Quel est votre rôle en tant que Surveillant des prix?

Mon rôle est de «remplacer» la concurrence quand elle est n’est pas efficace ou n’est pas voulue. Les domaines dans lesquels j’interviens sont ceux où cette concurrence manque.

Quelle est la typologie de votre équipe?

Nous sommes vingt-cinq personnes qui se partagent vingt postes à plein temps. Nous coûtons environ cinq millions de francs par année et faisons économiser entre 200 et 500 millions de francs par année. Mes principaux «clients» sont les régies fédérales, comme La Poste, les CFF, les transports publics, les hôpitaux et les acteurs du domaine de la santé. S’y ajoutent l’épuration des eaux, les tarifs du gaz et d’autres domaines de l’énergie. Mon équipe est composée à 70% d’économistes, à 15% de juristes ainsi que de personnel administratif.

Comment s’adresser à vous en tant que particulier ou entreprise et que faites-vous ensuite?

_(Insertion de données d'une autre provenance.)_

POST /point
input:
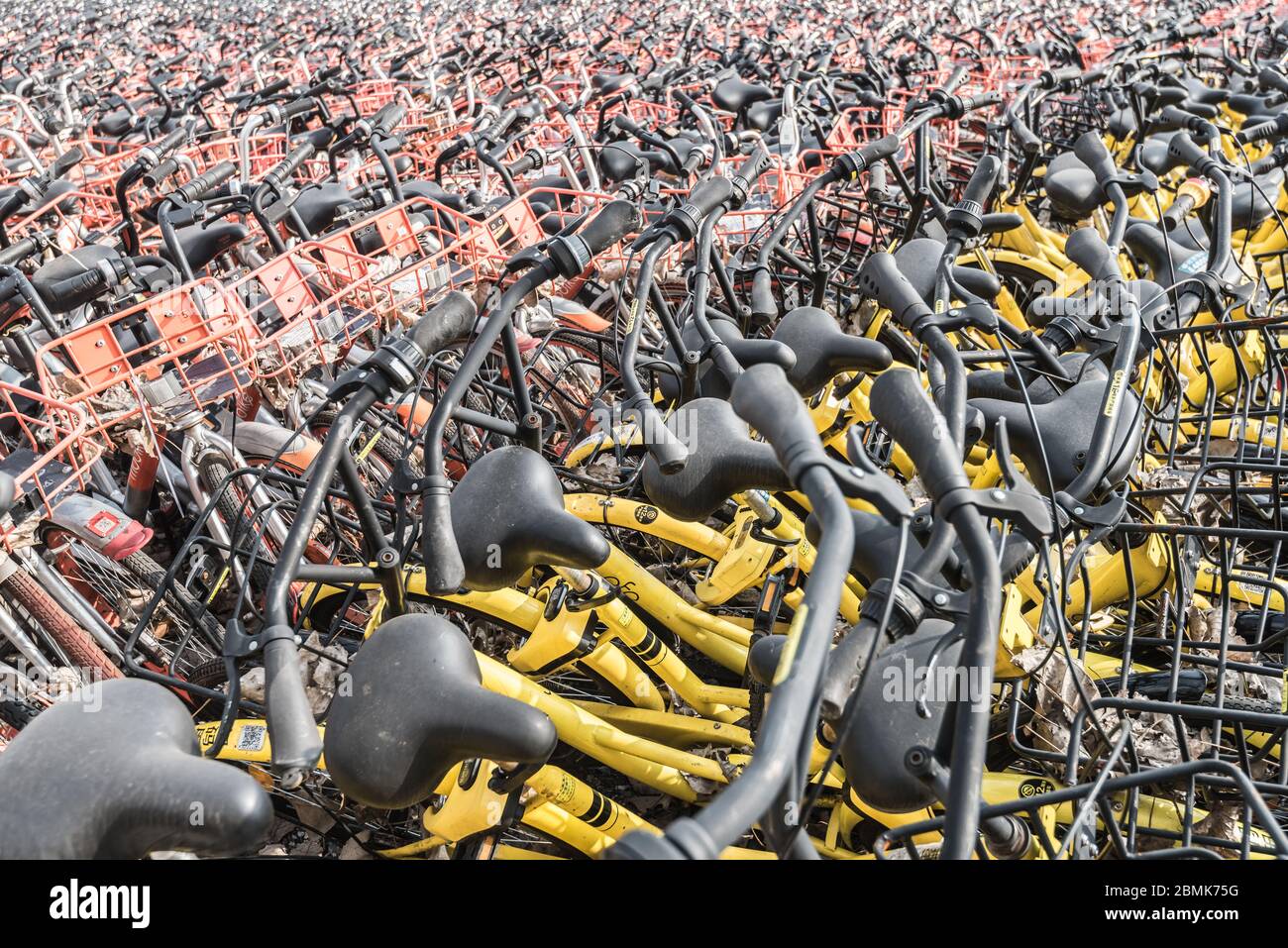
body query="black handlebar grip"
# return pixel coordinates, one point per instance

Le plus simple est de passer par notre site internet www.monsieur-prix.ch et de remplir le formulaire. Nous donnons une réponse à tout le monde. Cela peut prendre un peu de temps au vu du nombre de doléances, qui est passé en vingt-cinq ans de sept cents à deux mille cinq cents par an. Nous vérifions si la réclamation concerne un domaine avec des tarifs obligatoires, comme les ramoneurs ou le contrôle des installations électriques, s’il s’agit d’un domaine où la concurrence existe et comment celle-ci se manifeste. Nous faisons une brève étude du marché concerné. En principe, nous invitons les entreprises dont les prix ont été dénoncés à s’exprimer. Souvent, un courrier ou un courriel avec le logo de la Confédération fait déjà bouger les lignes. Des actions à plus long terme peuvent aussi être enclenchées, comme cela est le cas avec la surveillance de plateformes en ligne, suite à la plainte de garagistes ou de spécialistes de l’immobilier.

Existe-t-il des Monsieur ou Madame Prix dans d’autres pays?

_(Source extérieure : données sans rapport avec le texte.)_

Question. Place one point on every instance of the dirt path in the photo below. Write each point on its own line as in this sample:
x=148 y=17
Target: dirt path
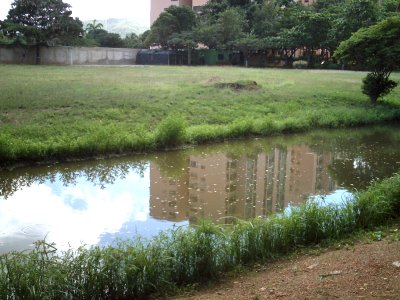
x=365 y=270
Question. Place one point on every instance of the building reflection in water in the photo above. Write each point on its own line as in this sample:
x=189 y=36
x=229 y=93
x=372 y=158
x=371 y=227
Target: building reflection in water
x=221 y=187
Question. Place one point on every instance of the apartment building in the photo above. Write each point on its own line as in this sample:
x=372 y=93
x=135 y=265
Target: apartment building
x=158 y=6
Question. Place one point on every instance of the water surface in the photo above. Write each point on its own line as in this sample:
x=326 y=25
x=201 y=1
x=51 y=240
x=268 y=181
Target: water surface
x=97 y=202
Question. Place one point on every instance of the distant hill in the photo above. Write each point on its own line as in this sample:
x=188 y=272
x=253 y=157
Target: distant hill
x=120 y=26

Oui, il y a par exemple un Mister Prezzi en Italie, mais sa fonction n’est pas la même que la mienne. Il existe des surveillances des prix dans d’autres pays, organisées de différentes manières. La grande spécificité de la surveillance des prix en Suisse est son aspect transversal, donc non lié à un seul secteur d’activité, comme par exemple l’énergie. De plus, la création de cet office est la conséquence d’une initiative populaire. Il a donc été voulu par le peuple dans les années 1980.